特等席を失うと言われるIT投資、その背景を探る。(特集:顧客満足度ナンバーワンSEの条件)

» 2005年05月09日 01時57分 公開
[大野隆司(ヘッドストロングジャパン),ITmedia]

  大野隆司 (ヘッドストロング・ジャパン プリンシパル)

 前回は、今後の企業のIT投資が、あくまでも戦略を実現するための企業活動であるオペレーション投資における、構成要素の1つという考え方になっていくという結論を述べた。

ITへの感度を上げる

 ただし、これはITの価値を過小評価するものではない。確かにITは「1つの構成要素」ではあるものの、いまやITのサポートなしにオペレーションを最適化することは難しく、ITが多くのオペレーションの優劣を規定することが多いのも事実だ。企業はオペレーションの構築において、ITについての感度をより上げていくことが必要となってきている。

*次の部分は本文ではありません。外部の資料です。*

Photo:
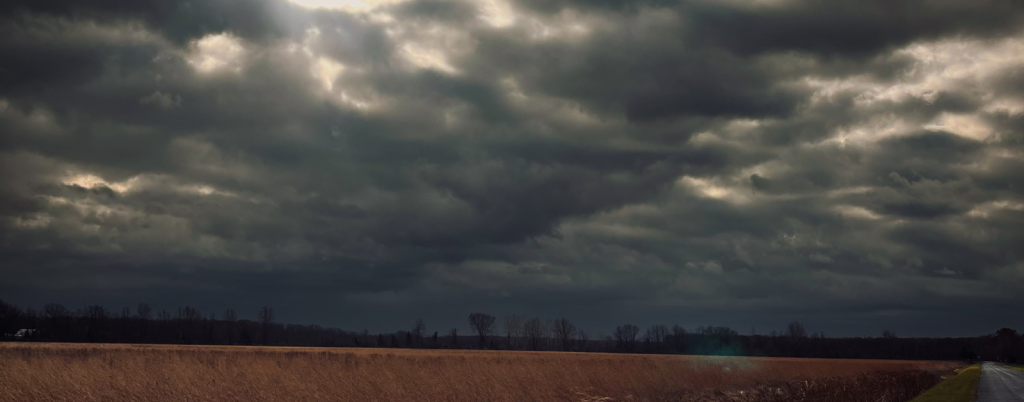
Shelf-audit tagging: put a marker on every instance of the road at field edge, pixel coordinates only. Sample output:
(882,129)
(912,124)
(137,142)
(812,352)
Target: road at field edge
(1000,384)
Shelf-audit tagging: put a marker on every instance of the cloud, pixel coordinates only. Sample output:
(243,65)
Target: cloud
(651,161)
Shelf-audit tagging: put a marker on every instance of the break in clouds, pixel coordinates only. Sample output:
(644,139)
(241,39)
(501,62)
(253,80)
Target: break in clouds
(851,164)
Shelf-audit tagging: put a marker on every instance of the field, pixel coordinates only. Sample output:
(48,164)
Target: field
(963,388)
(133,372)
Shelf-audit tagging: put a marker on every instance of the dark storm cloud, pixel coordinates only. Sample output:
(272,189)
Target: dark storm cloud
(738,162)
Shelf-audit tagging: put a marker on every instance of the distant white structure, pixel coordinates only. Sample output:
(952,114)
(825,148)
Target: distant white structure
(26,333)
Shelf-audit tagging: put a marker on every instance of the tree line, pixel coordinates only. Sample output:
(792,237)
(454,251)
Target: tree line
(187,325)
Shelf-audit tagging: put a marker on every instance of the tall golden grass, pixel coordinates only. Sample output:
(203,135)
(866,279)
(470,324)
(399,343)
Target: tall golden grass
(134,372)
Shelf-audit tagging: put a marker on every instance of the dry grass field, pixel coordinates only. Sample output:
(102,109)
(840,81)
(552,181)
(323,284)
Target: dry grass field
(134,372)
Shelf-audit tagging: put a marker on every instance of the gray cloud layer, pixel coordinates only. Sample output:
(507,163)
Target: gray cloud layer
(851,164)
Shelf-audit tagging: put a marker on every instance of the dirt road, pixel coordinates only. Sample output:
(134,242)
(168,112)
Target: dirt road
(1000,384)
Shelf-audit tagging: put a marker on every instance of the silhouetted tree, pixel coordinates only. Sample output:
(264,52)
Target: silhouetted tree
(265,320)
(419,328)
(626,337)
(565,331)
(582,339)
(513,330)
(482,324)
(535,331)
(796,330)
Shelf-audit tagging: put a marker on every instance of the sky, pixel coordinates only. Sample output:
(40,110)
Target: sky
(853,165)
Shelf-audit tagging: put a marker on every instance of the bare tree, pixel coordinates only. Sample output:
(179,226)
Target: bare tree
(513,330)
(655,336)
(265,320)
(796,330)
(678,339)
(626,337)
(57,317)
(482,324)
(419,328)
(582,339)
(564,331)
(143,311)
(229,324)
(535,331)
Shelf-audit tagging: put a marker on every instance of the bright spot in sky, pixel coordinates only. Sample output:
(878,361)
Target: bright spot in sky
(216,52)
(348,5)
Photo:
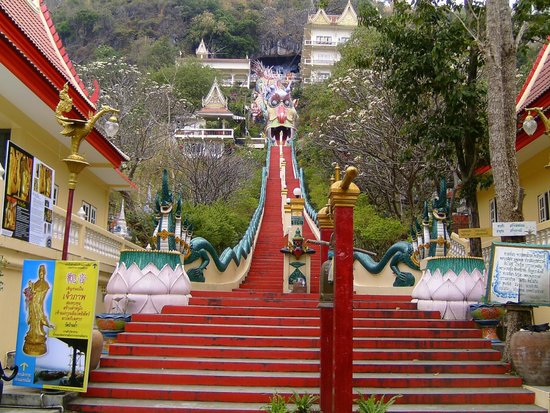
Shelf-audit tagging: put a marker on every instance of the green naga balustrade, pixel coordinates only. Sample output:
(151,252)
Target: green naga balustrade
(400,252)
(203,251)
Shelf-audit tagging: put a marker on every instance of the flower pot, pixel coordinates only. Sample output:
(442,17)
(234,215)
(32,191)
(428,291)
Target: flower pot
(530,353)
(97,349)
(487,317)
(112,322)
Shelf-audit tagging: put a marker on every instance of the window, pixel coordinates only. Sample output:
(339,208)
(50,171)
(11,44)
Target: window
(4,138)
(55,192)
(493,217)
(89,212)
(543,206)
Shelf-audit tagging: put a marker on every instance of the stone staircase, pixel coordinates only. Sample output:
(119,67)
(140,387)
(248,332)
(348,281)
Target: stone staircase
(231,351)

 また、設備投資におけるITの比重が高くなってきていることも企業の意識を高めている大きな要因だ。マクロなデータではあるが、民間設備投資総額のうち、IT投資額は21世紀に入り既に20%を超過している。

 さらに企業の外部への説明責任の必要性の高まりもあいまって、IT投資を適切にマネジメントすることが強く求められてきている。システム構築の失敗による大幅な予算超過により、財務パフォーマンスに悪影響が及ぶことはむろんのこと、今後は不要なIT投資、すなわち競争優位の確立に貢献を見出しにくいIT投資についての経営責任を問うケースも増えてくるだろう。

 確かに、コンサルタントとして企業の経営会議などを見ると、マネジメント層がITの検証や議論に割く時間はまだまだ少ない。だが、アプリケーションにせよ、技術インフラにせよ、かつてのようにITに対して奇跡を生み出す魔法であるように過剰な期待を誤って抱くような雰囲気や誤解はなくなってきている。一方で、ITをことさら無視することもなくなってきている。

 企業の多くは、人材、設備、のれんなどと同レベルの要素、すなわち経営のインフラとしてITをどのようにマネジメントしていくべきかについて、真剣に検討し始めているし、新しいITのマネジメントのあり方についてのコンサルティングを相談されることが急激に増えてきている。

 以降、IT投資に関する方向性・近未来の動きを解説するが、根底に流れる考えを言っておけば、ITが経営のインフラとしての地位を確立すればするほど、ITに対する聖域的な扱いはなくなっていくということである。